Ansonsten habe ich seit 2014 noch meine eigene Veranstaltung im Salon Hansen. Ich würde gerne auch wieder Techno & House etablieren, aber das funktioniert heutzutage in Lüneburg nicht mehr. Die Musik ist irgendwie ausgestorben. Das war früher die populärste Musik mit einer riesigen Community und auch einer der Gründe, warum ich hier nach Lüneburg zog. Früher waren so Leute wie Alle Farben im Salon Hansen, da ging die Schlange bis oben zum Bäcker. Heute ist man froh, wenn 100 Leute reinkommen.

Was hat Social Media für dich für eine Bedeutung, im Beruf, wie privat?
Als ich damals mit den Parties anfing, da gab’s noch gar kein Social Media. Da musste man tatsächlich in die Innenstadt und jedem Menschen einen Flyer in die Hand drücken und Plakate aufhängen. Ich war einer der ersten, der dann immer in die Stadt musste. Ich hasse es, Menschen irgendwas auf der Straße anzudrehen. Ich hab dann gemerkt – damals gab’s noch StudiVZ und Myspace – dass man darüber ganz einfach, komfortabel und kostengünstig, gezielt Werben kann.
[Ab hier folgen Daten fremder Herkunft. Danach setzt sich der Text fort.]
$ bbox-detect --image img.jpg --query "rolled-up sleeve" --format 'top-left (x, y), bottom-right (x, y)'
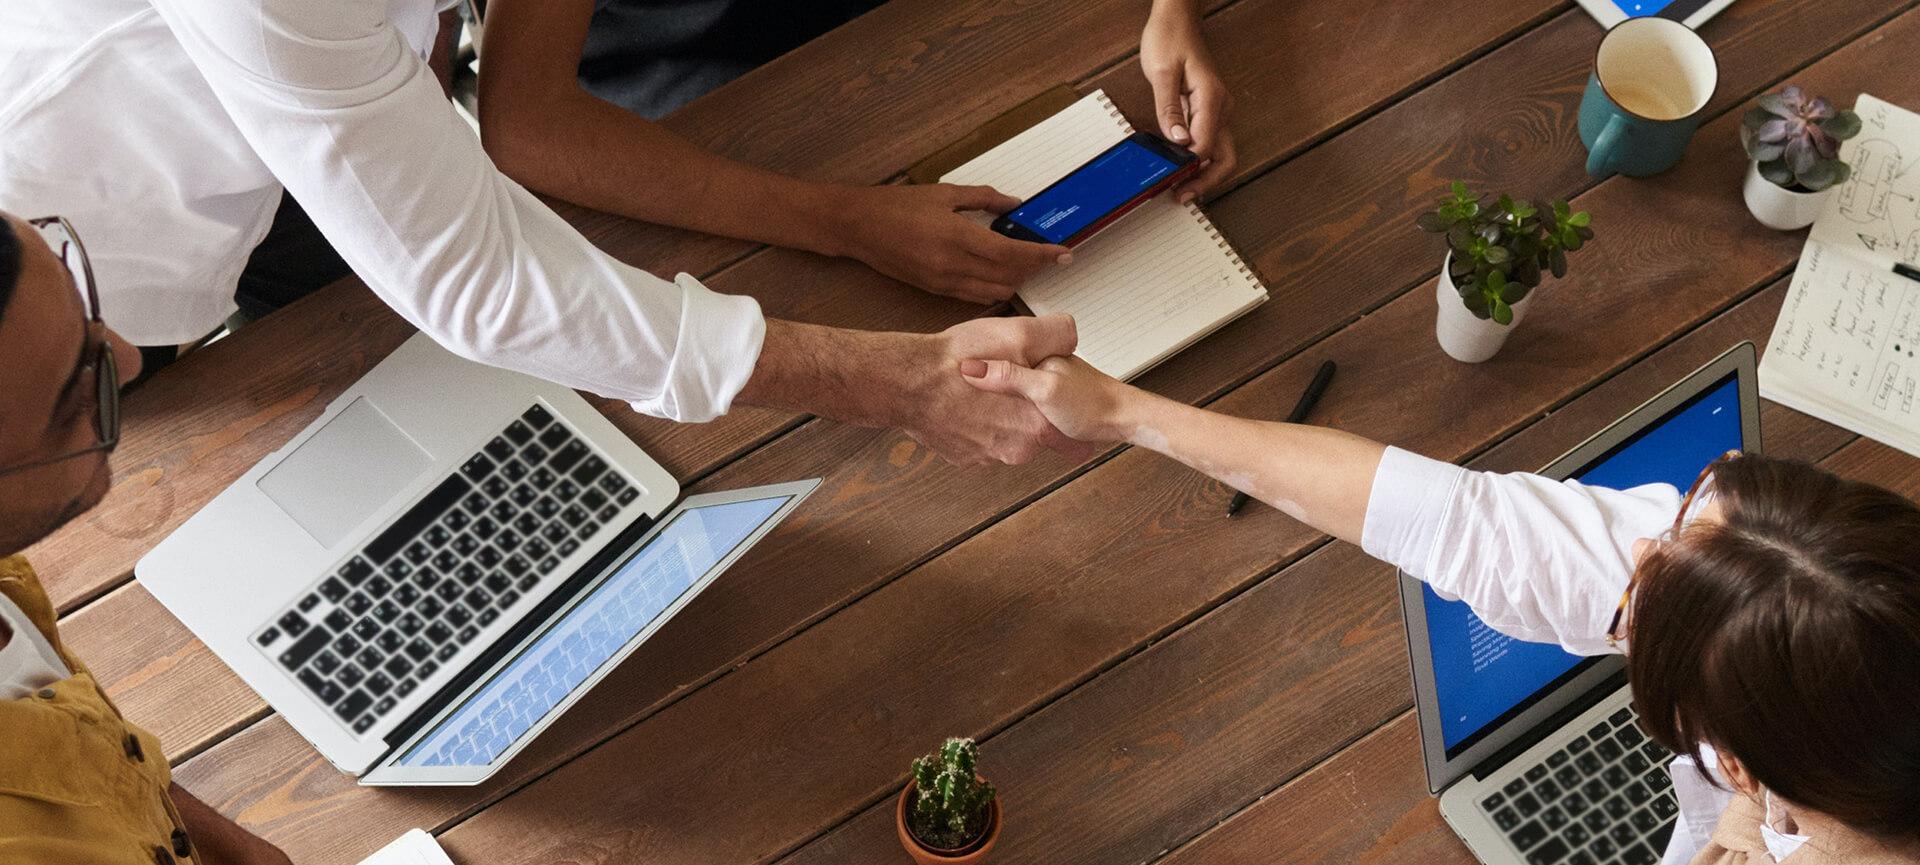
top-left (1361, 447), bottom-right (1679, 656)
top-left (147, 0), bottom-right (764, 421)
Man erstellt einen Account, sammelt so viele Kontakte wie es geht und ballert die mit Werbung zu. Wenn dann 20 Prozent davon das annehmen, ist das in Ordnung. Zum Anderen muss man sich bewusst sein, dass man einen ganz großen Teil seiner Privatsphäre verliert. Man kann allerdings auch ganz leicht Menschen etwas vorgaukeln, was sich heutzutage ja Influencer nennt.

Gibt es etwas, das du gerne noch loswerden möchtest?
Kommt immer zu den Parties. Hausparties töten die Clubkultur. Das ist auch einer der Gründe, warum es in Lüneburg mittlerweile so ein grauenvolles Angebot gibt. Wenn man sich zum Beispiel den Veranstaltungskalender von vor drei Jahren anschaut, da waren das Beginner-Soundsystem im Hansen, Kid Simius. Das war geil, da hatten alle noch Bock. Irgendwann fingen die Leute aber an, keinen Bock mehr zu haben, Geld für Parties auszugeben. Es hat sich dann so eine “High Life for Low Budget“ Mentalität eingestellt, wodurch diese ganzen Veranstaltungen nicht mehr stattfinden konnten, weil die Leute anstatt dahin zu gehen, lieber auf irgendeine WG oder Hausparty gingen. Dadurch sind Veranstalter in existenzielle Probleme geraten, weil die Leute einfach wegblieben und die Kosten ja, unabhängig vom Erfolg, getragen werden müssen. Da sollte einfach jeder mal ein bisschen nachsichtig sein.

Dann sind wir auch schon am Ende. Vielen Dank für das Gespräch!

Zum Schluss lässt sich nur sagen: auch, wenn Stevens Medienpräsenz für manche ein bisschen much wirkt, ertappt sich doch jeder ab und zu dabei, dass der Name aus seinem Mund purzelt. Der junge Mann scheint also allzu gut zu wissen, was er da eigentlich macht. Ein klein wenig strange vielleicht, ein klein wenig drüber, aber würden wir uns nicht alle manchmal wünschen etwas mutiger und authentischer zu sein? Also beim nächsten Mal facebooken einfach mal wieder ein paar Anfragen an random Leute schicken, im Pass den Geburtsort nach Bali verlegen und dem Namen ein bisschen mehr Bums verleihen. Dann klappt es bestimmt auch ein bisschen besser mit dem Influencer Life.